Jimmy Mattingly (Johnathon Schaech) e Lenny Haise (Steve Zahn) – vocalista/guitarrista e guitarrista da banda, respectivamente – pedem que Guy Patterson (Tom Everett Scott), um talentoso jovem baterista, substitua seu baterista original – que havia quebrado o braço – num festival de talento universitário.

Na hora de se apresentarem no festival, Guy acelera a composição da banda – que dá nome ao filme – e o que era um insossa balada se transforma num Rock n’ Roll de primeira, arrebatando fãs cada vez que é tocada. A partir daí a banda entra numa ascendente, até que assinam um contrato com a Playtone Records e viram estralas nacionais.

Tudo ia bem até que crises internas, geradas principalmente pelo gênio difícil de Jimmy, põem tudo a perder, e a banda é desmanchada. Do início, no festival universitário, até o fim da banda muitas aventuras são vividas pelos jovens músicos, num filme muito fácil de ser digerido, contando com várias referências a biografia dos Beatles:

– O trocadilho no nome da banda (The Oneders – The Wonders) e (The Beetles – The Beatles).
– O sucesso das duas veio após trocarem o baterista.
– A mudança na velocidade de seu primeiro hit (That Thing You Do e Please Please Me).
– As legendas no especial de televisão (Jimmy: “Atenção, garotas, ele está noivo”; John Lennon: “Desculpem, garotas, ele é casado”).
– O baterista ganhou o apelido de “Shades” por causa dos óculos escuros que usava, assim como Ringo ganhou este apelido pela quantidade de anéis (rings) que usava.
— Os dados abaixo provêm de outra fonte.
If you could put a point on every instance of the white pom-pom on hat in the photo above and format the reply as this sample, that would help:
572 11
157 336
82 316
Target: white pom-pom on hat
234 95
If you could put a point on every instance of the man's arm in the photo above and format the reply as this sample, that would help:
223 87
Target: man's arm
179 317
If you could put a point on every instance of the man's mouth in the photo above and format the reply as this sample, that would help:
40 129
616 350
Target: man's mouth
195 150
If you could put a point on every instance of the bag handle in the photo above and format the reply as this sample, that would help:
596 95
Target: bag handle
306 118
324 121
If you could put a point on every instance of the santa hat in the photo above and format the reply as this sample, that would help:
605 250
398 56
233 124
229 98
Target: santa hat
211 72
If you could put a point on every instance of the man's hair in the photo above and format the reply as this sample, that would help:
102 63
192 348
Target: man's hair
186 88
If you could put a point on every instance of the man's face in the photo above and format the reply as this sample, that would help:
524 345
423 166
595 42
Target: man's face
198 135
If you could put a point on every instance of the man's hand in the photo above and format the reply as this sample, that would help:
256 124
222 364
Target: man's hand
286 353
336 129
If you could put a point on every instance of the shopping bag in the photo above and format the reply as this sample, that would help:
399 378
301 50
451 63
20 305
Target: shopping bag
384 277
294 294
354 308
Tom Hanks, grande fã de Classic Rock, sempre falou abertamente destas referências, e chegou a afirmar que “ele quis criar sutis, porém claras similaridades entre as duas bandas”.

A trilha sonora é um show à parte. Inegavelmente o filme não seria o fenômeno que é sem as músicas que o compõe. Nos dias de hoje, mais de 10 anos após seu lançamento, é muito comum ouvir a canção “That Thing You Do” no rádio e em bares onde bandas tocam ao vivo.
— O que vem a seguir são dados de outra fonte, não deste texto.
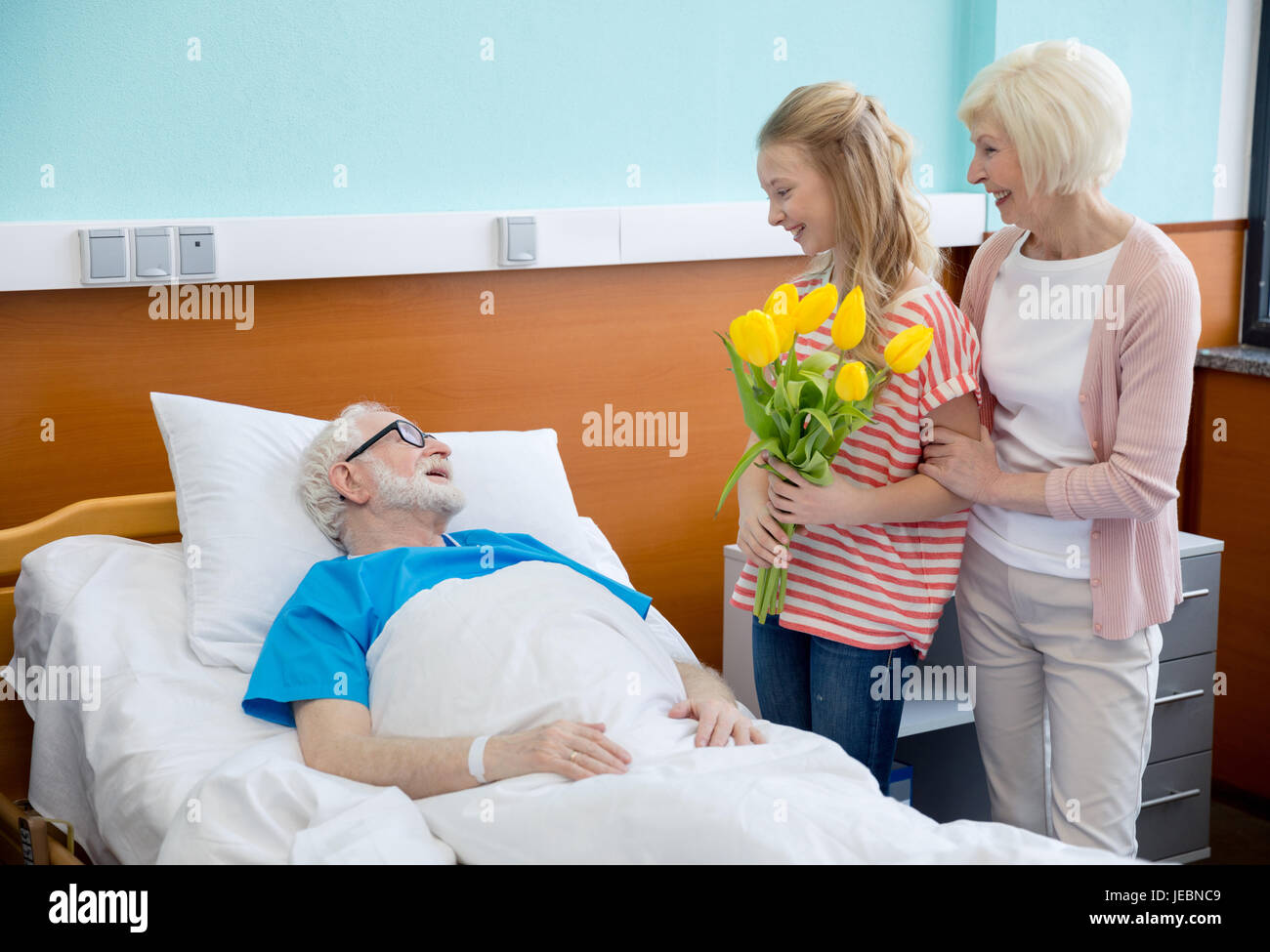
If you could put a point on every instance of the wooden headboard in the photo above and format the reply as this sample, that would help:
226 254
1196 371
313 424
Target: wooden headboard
458 352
A estória cativante, seqüências memoráveis – como quando os quatro, junto com a namorada de Jimmy, interpretada por Liv Tyler, saem berrando pela rua após ouvirem a canção no rádio pela primeira vez – e músicas fantásticas, fazem deste filme uma obra obrigatória para quem gosta de cinema ou de Rock n‘ Roll. Se puder corra atrás da trilha sonora também!
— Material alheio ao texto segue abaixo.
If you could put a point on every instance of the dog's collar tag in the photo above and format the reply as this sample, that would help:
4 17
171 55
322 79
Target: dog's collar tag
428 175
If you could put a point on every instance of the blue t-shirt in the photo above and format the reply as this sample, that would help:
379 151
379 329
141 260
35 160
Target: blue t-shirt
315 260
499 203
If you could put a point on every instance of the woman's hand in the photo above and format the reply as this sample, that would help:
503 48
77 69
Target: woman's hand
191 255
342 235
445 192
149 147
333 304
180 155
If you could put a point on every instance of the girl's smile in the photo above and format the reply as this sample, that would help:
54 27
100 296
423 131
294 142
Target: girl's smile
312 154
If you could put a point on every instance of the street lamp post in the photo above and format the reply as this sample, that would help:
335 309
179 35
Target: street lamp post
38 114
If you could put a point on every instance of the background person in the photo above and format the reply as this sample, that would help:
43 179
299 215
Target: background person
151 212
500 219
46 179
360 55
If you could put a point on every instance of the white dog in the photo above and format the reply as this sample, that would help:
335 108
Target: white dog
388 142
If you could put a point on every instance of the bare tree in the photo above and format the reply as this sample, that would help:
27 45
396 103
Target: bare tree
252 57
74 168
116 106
Por hoje é só! No próximo sábado, a quarta edição de NO ESCURINHO DO CINEMA…

Até lá!


Ações

Information

8 responses

1 06 2010
Marcos Gonçalves

Acho que o único que vi foi o That Thing You Do, cuja música tema é excelente para se cantar num karaoke. Bill e Ted assisti apenas ao desenho animado, mas a mistura de História, Rock n Roll e viagem no tempo me agrada em cheio. Um pouco como De Volta Para o Futuro, um filme que certamente me cativou desde menino para a ciência, a história e o rock n’ roll.

2 06 2010
Gabriel Gonçalves

Pois é, meu velho, corra atrás dos dois Bil & Ted. São comédias meio bestas, mas valem à pena! Essa combinação que você citou garante a qualidade do filme. Abração!

1 06 2010
Ricardo Frota

Adoro o filme e o disco… Nós já fizemos uns covers desta peste, né?
Bons tempos!
Bom trabalho ai, Peter, vez ou outra eu apareço no blog e sempre leio as tranqueiras que anda escrevendo. Leva jeito pra boiola! (brincadeira)
Fui

2 06 2010
Gabriel Gonçalves

rs… Valeu, meu velho! Os nossos covers não eram ruins não, hein? Apareça sempre por aqui, meu velho, e quanto ao boiola, deixo o velho mas eficiente: “lá ele”! Abração

15 06 2010
Karin

That thing you doooooooo!!!!!!!!!!!!!

16 06 2010
Gabriel Gonçalves

Sabia que você ia gostar desse, rs.

30 10 2010
Grace Kelly.

Cresci vendo The Wonders na Sessão da Tarde rs. E Os Cabeças de Vento eu assisti por acaso qndo mudava de canal em uma noite e a globo tava exibindo. Brendan Fraser e Adam Sandler são ótimos!

30 10 2010
Gabriel Gonçalves

Momento “velho”: assisti o “The Wonders” no cinema, rs. Os cabeças de vento eu descobri na locadora que tinha perto de onde morava. Tava lá de bobeira um dia – há muuuito tempo – e vi o VHS do filme. É claro que aluguei na mesma hora, rs. Abração!